Even more surprising was Prince Bandar arguing that the Palestinian leadership has been as bad for its people as Israel. He slammed Hamas and the Palestinian Authority’s inability to work together.
Prince Bandar painted the Palestinians as ingrates. He recounted Saudi Arabian efforts to help Palestinians going as far back as 1945, advocating for their cause to US President Franklin D. Roosevelt.
“Whenever [the Palestinians] asked for advice and help, [Saudi Arabia] would provide without expecting anything in return, but they would take the help that we provide and ignore the advice,” the Saudi prince said, with “help” referring to material support.
The Al Arabiya write-up of the interview featured a line quoting Saudi Arabia’s Foreign Minister Faisal bin Farhan as saying the stance on the Palestinian cause is “firm” and “will not change.” But that’s one line in a litany of complaints.
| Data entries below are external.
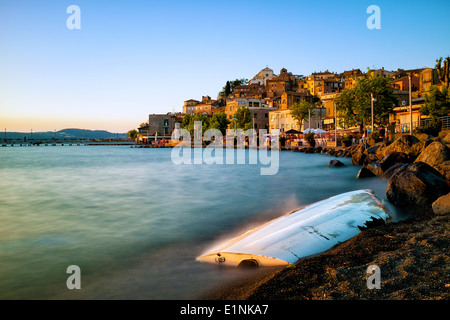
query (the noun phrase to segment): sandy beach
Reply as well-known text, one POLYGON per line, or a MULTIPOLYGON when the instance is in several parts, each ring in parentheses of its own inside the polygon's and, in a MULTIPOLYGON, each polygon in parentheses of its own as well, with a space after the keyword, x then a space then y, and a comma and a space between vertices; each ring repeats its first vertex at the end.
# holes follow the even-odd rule
POLYGON ((258 270, 200 299, 440 300, 450 298, 449 216, 365 230, 292 267, 258 270), (381 269, 381 289, 367 288, 367 267, 381 269))

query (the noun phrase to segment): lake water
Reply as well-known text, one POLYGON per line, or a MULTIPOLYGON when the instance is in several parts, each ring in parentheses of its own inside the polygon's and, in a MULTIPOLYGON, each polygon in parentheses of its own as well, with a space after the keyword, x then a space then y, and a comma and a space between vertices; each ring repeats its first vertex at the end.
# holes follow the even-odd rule
POLYGON ((195 298, 243 275, 195 260, 220 239, 338 193, 385 197, 386 182, 355 179, 350 159, 330 168, 332 157, 283 151, 264 176, 175 165, 171 150, 0 148, 0 298, 195 298), (66 287, 70 265, 81 290, 66 287))

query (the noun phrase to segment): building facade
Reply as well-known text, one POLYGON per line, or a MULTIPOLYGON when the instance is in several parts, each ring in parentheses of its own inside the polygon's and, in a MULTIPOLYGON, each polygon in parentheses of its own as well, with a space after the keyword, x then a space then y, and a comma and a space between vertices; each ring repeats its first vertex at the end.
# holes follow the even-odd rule
POLYGON ((148 116, 148 139, 170 140, 178 118, 173 113, 150 114, 148 116))
POLYGON ((322 118, 325 116, 325 108, 313 108, 311 111, 311 118, 307 117, 303 120, 300 127, 298 121, 291 116, 291 110, 274 110, 269 112, 269 131, 275 129, 280 130, 280 134, 293 129, 297 131, 304 131, 305 129, 317 129, 323 127, 322 118), (309 121, 311 120, 311 122, 309 121))

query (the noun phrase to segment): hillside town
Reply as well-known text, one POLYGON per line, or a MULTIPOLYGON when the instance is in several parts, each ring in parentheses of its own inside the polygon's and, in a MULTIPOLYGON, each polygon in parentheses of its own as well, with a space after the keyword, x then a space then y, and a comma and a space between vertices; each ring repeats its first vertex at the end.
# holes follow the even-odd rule
MULTIPOLYGON (((395 71, 381 68, 366 72, 352 69, 342 73, 326 70, 308 76, 294 74, 286 68, 276 74, 266 67, 251 80, 227 81, 215 99, 208 95, 201 99, 192 97, 184 101, 182 112, 150 114, 148 122, 140 125, 133 138, 145 145, 166 144, 177 126, 185 127, 189 123, 187 118, 216 121, 219 115, 227 128, 266 129, 269 134, 278 129, 288 146, 301 145, 305 134, 310 132, 315 133, 316 143, 325 146, 341 145, 343 137, 348 136, 355 143, 371 134, 383 138, 389 134, 420 132, 433 118, 433 113, 424 112, 427 95, 433 90, 440 92, 443 87, 447 90, 449 60, 444 59, 443 65, 442 58, 436 60, 434 68, 395 71), (373 110, 377 110, 378 101, 372 96, 372 121, 361 124, 349 121, 344 114, 345 101, 338 100, 344 100, 343 95, 362 80, 375 78, 388 81, 392 96, 392 102, 384 101, 389 104, 388 113, 380 114, 381 117, 375 114, 374 120, 373 110), (302 104, 306 104, 307 112, 303 109, 303 116, 296 117, 293 109, 302 104), (243 110, 248 113, 249 126, 238 119, 237 112, 243 110)), ((447 106, 437 117, 444 129, 449 126, 448 111, 447 106)))

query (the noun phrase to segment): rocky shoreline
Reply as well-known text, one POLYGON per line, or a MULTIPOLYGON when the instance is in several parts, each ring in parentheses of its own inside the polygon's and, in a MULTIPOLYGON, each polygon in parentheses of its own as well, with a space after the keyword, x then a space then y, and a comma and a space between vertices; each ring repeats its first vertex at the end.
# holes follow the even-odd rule
MULTIPOLYGON (((220 300, 440 300, 450 299, 450 133, 404 135, 379 142, 290 151, 349 157, 357 178, 388 180, 386 197, 409 213, 375 226, 293 266, 230 284, 205 299, 220 300), (381 289, 367 288, 367 268, 381 271, 381 289)), ((339 160, 330 166, 340 166, 339 160)))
The interview shows a sharp shift in moderate Arab states’ leadership against Ramallah, and could very well be the opening salvo in a campaign by the Saudis against the PA.
What’s certain, following Prince Bandar’s interview, is the Palestinians can no longer view the Saudis as their salvation after Israel’s peace with the UAE and Bahrain has shifted the paradigms of the Middle East.